En nu de marginale aanleiding van deze marginalia. Het Nieuwe Proza heet het boek. Interviews met jonge nederlandse schrijvers door Johan Diepstraten & Sjoerd Kuyper. Eén van die jonge schrijvers heet Guus Luijters. Ik lees het interview met hem. En bij pagina 234 gekomen begin ik mijn ogen uit te wrijven. Droom ik dan ècht? Want wat beweert Luijters? Het volgende: ‘...en dan lees je een recensie van Rein Bloem in Vrij Nederland over De schrijver droomt. Een hele theorie over het filmisch perspectief, hele moeilijke woorden over hoe er in één zin iets verandert met een hond en een sigaar, weet ik veel. Maar wat er niet staat in die recensie, is dat dat verhaal oorspronkelijk een scenario was. Dat weet Rein Bloem waarschijnlijk niet, hij zit allemaal theorieën op te hangen, maar als je dat verhaal nog een keer leest in het besef dat het een filmscenario is geweest, dan wordt het heel anders met al die geheimzinnige doorkijken en perspectieven. Dan is het namelijk een vrij normaal filmscript, zoals filmscripts eruit zien. Maar niemand weet het, en Kooiman vertelt het ook niet in een interview. En daar heeft hij gelijk in. Maar ik heb dat script toevallig gezien, en daarmee zijn al die mooie verhalen tot nul teruggebracht.’

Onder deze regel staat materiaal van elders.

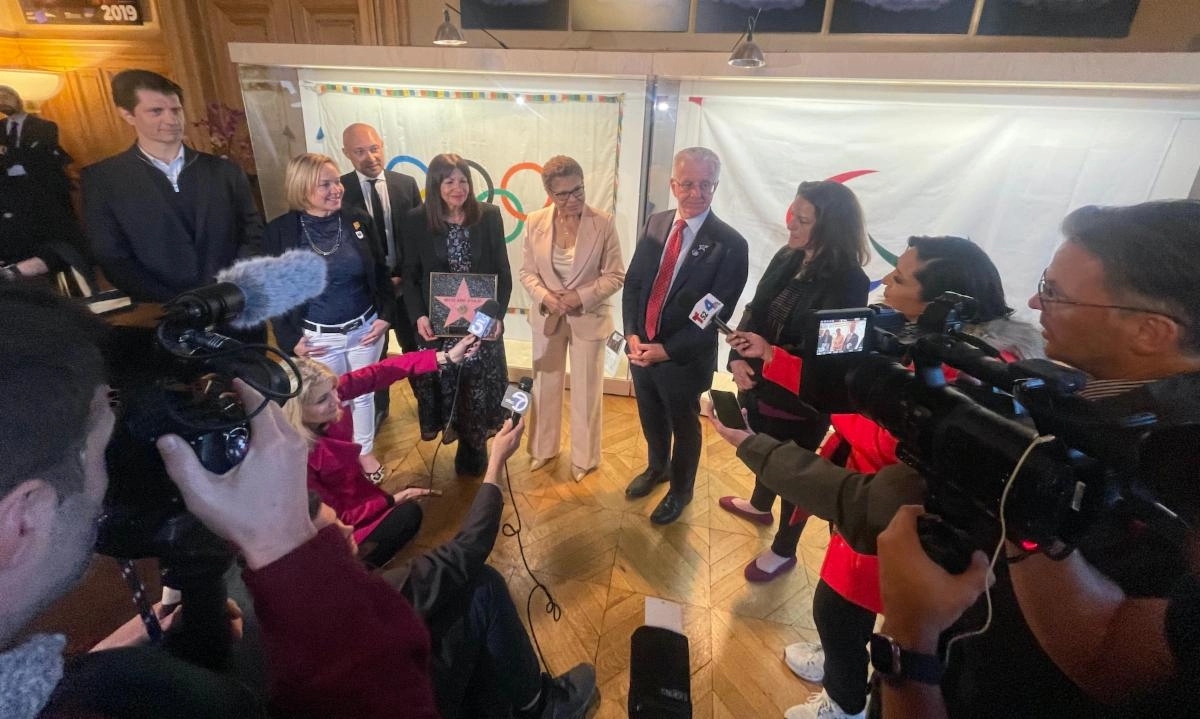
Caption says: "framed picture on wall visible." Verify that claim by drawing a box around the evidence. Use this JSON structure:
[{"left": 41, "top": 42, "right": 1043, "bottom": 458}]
[
  {"left": 460, "top": 0, "right": 568, "bottom": 30},
  {"left": 20, "top": 0, "right": 145, "bottom": 25},
  {"left": 428, "top": 272, "right": 497, "bottom": 337},
  {"left": 829, "top": 0, "right": 976, "bottom": 35},
  {"left": 978, "top": 0, "right": 1138, "bottom": 37},
  {"left": 696, "top": 0, "right": 826, "bottom": 32},
  {"left": 571, "top": 0, "right": 691, "bottom": 32}
]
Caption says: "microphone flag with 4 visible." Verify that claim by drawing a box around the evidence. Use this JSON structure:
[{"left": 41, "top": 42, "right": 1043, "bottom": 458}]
[{"left": 679, "top": 292, "right": 732, "bottom": 335}]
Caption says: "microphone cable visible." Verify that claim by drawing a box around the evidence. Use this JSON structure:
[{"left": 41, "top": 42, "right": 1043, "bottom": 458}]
[
  {"left": 500, "top": 451, "right": 563, "bottom": 676},
  {"left": 417, "top": 338, "right": 469, "bottom": 490}
]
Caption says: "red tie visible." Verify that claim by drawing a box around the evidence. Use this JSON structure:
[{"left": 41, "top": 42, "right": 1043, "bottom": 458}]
[{"left": 646, "top": 220, "right": 688, "bottom": 340}]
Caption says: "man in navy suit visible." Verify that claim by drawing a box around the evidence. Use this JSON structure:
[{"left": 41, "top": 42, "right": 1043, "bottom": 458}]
[
  {"left": 342, "top": 122, "right": 421, "bottom": 431},
  {"left": 83, "top": 70, "right": 263, "bottom": 302},
  {"left": 342, "top": 122, "right": 421, "bottom": 352},
  {"left": 0, "top": 85, "right": 91, "bottom": 281},
  {"left": 622, "top": 148, "right": 749, "bottom": 525}
]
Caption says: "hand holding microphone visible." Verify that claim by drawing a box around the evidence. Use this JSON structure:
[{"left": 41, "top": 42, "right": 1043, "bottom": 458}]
[
  {"left": 446, "top": 335, "right": 479, "bottom": 365},
  {"left": 467, "top": 300, "right": 504, "bottom": 342},
  {"left": 726, "top": 330, "right": 775, "bottom": 363}
]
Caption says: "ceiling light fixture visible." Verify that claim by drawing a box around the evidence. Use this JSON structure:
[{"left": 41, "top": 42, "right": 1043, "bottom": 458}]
[
  {"left": 730, "top": 8, "right": 767, "bottom": 67},
  {"left": 433, "top": 2, "right": 509, "bottom": 49}
]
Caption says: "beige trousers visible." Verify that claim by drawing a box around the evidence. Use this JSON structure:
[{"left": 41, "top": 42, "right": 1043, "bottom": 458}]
[{"left": 528, "top": 322, "right": 604, "bottom": 469}]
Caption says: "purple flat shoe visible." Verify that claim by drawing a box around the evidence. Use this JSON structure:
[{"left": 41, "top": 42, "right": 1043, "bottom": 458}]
[
  {"left": 742, "top": 557, "right": 796, "bottom": 585},
  {"left": 716, "top": 497, "right": 775, "bottom": 527}
]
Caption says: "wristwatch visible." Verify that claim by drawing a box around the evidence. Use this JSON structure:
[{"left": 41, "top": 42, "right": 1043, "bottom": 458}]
[{"left": 871, "top": 633, "right": 946, "bottom": 684}]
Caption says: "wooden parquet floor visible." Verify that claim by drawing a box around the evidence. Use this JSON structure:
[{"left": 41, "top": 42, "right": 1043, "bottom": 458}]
[{"left": 377, "top": 383, "right": 829, "bottom": 719}]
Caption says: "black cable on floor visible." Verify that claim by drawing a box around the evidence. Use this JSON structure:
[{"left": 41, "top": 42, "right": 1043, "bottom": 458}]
[{"left": 500, "top": 461, "right": 563, "bottom": 676}]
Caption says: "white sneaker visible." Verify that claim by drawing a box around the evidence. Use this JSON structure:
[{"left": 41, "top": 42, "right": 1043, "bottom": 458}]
[
  {"left": 784, "top": 689, "right": 866, "bottom": 719},
  {"left": 784, "top": 642, "right": 824, "bottom": 684}
]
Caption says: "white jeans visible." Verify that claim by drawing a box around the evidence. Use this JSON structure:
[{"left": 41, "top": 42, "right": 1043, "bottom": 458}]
[{"left": 304, "top": 312, "right": 388, "bottom": 454}]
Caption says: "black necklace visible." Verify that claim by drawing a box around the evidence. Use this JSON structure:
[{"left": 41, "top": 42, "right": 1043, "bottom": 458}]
[{"left": 300, "top": 214, "right": 342, "bottom": 257}]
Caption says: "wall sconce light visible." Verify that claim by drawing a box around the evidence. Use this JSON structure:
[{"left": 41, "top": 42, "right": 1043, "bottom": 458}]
[
  {"left": 433, "top": 2, "right": 509, "bottom": 49},
  {"left": 730, "top": 8, "right": 767, "bottom": 67},
  {"left": 0, "top": 67, "right": 62, "bottom": 109},
  {"left": 433, "top": 5, "right": 467, "bottom": 46}
]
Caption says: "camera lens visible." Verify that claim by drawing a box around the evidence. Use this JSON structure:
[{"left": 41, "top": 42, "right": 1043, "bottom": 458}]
[{"left": 224, "top": 427, "right": 250, "bottom": 467}]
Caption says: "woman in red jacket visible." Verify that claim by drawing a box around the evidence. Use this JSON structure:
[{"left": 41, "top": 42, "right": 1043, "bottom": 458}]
[
  {"left": 728, "top": 236, "right": 1043, "bottom": 719},
  {"left": 283, "top": 335, "right": 479, "bottom": 569}
]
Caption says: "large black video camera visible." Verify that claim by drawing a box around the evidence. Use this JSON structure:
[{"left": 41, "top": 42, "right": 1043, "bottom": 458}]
[
  {"left": 800, "top": 293, "right": 1200, "bottom": 568},
  {"left": 96, "top": 283, "right": 299, "bottom": 565}
]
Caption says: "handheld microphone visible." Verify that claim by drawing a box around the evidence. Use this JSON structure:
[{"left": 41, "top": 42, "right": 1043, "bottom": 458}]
[
  {"left": 500, "top": 377, "right": 533, "bottom": 424},
  {"left": 467, "top": 300, "right": 500, "bottom": 340},
  {"left": 676, "top": 289, "right": 733, "bottom": 335},
  {"left": 164, "top": 250, "right": 329, "bottom": 329}
]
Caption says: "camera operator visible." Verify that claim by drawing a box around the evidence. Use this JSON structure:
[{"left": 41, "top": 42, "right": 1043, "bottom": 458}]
[
  {"left": 715, "top": 200, "right": 1200, "bottom": 718},
  {"left": 316, "top": 415, "right": 600, "bottom": 719},
  {"left": 0, "top": 287, "right": 437, "bottom": 718},
  {"left": 718, "top": 236, "right": 1042, "bottom": 719}
]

Ik wrijf dus in m'n ogen. Lees de passage nog een keer. Hum. Een filmscript dus. Gut. - Maar is dat nou wel zo? Het wás toch helemaal geen filmscript, het was toch een verháál? Ik graaf in mijn geheugen. Vergis ik me nou? Drink ik misschien te veel? Luijters heeft dat script, beweert hij, immers gezien...?

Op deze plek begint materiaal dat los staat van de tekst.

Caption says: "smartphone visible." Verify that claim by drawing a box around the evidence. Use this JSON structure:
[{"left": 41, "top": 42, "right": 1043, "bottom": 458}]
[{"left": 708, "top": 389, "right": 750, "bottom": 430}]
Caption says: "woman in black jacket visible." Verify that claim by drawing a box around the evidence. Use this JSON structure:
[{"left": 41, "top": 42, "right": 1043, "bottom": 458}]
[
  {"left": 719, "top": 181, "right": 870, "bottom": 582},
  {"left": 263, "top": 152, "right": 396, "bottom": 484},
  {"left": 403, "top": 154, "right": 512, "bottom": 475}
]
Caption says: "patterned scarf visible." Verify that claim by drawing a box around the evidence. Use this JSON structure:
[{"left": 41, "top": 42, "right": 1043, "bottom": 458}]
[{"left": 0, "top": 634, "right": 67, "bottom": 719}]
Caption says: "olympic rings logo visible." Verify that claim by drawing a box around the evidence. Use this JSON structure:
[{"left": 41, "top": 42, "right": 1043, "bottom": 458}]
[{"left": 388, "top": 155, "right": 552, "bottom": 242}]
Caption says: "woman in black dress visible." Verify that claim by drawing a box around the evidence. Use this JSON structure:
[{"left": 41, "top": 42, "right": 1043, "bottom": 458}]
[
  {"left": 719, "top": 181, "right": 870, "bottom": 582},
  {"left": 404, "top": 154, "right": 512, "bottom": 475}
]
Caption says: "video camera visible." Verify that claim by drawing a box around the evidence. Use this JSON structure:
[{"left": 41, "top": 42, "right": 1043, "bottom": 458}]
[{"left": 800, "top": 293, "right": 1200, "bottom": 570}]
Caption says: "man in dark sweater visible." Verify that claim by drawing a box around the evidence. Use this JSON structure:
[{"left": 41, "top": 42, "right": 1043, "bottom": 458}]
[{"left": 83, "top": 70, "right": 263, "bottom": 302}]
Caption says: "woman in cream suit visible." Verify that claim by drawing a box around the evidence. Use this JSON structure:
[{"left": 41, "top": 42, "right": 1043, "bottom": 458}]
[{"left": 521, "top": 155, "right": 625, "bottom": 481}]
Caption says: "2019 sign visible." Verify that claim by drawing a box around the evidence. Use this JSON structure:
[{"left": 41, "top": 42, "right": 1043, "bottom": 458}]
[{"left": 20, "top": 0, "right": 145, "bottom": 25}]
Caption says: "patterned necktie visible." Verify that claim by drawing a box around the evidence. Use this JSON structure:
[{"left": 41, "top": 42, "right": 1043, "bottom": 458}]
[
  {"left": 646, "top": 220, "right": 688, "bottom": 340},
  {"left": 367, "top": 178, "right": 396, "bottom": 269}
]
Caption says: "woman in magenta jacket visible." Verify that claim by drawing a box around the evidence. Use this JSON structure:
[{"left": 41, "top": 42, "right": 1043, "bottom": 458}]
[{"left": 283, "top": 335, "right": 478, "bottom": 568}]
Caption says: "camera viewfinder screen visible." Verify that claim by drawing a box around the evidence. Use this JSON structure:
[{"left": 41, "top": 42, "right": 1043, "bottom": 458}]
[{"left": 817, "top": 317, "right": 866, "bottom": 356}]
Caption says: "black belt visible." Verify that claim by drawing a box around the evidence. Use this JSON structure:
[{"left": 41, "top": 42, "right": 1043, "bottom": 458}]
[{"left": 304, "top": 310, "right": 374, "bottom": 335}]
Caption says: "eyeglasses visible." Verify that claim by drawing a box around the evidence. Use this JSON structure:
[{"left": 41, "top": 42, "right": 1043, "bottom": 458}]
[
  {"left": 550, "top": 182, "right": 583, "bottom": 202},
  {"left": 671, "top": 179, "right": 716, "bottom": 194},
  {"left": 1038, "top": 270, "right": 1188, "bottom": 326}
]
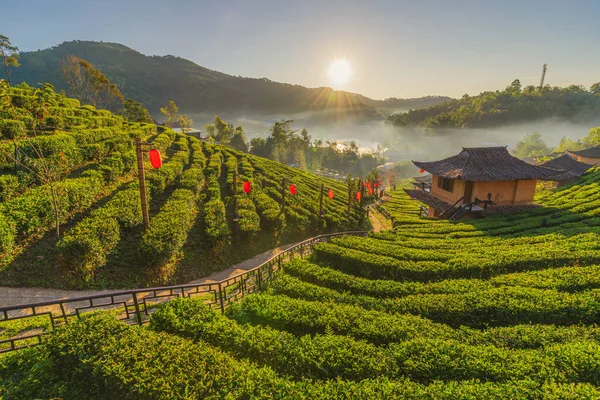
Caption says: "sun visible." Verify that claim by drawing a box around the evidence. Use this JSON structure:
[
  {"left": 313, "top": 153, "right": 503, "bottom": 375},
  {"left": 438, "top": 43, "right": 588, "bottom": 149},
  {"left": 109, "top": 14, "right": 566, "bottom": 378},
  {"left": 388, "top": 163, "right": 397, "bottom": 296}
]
[{"left": 327, "top": 59, "right": 352, "bottom": 86}]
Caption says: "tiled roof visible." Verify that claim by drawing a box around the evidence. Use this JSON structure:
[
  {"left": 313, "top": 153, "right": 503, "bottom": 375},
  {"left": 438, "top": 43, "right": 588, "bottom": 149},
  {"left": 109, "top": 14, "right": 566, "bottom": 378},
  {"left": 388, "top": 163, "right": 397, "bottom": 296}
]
[
  {"left": 413, "top": 147, "right": 566, "bottom": 181},
  {"left": 569, "top": 146, "right": 600, "bottom": 158}
]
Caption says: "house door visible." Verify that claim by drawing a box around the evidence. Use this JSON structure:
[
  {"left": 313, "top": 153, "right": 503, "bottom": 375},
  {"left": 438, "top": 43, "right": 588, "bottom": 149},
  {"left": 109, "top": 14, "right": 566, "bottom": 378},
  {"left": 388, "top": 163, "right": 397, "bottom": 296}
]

Voor zover ik weet was er een verhaal. Géén script. Luijters heeft géén script gezien. Ook het manuscript van het verhaal niet, trouwens. Luijters heeft namelijk mijzelf in jaren niet gezien.
Maar het staat er en het blijft er staan, zolang Ajax stuk blijft gaan aan drank en vrouwen...
D.A.K.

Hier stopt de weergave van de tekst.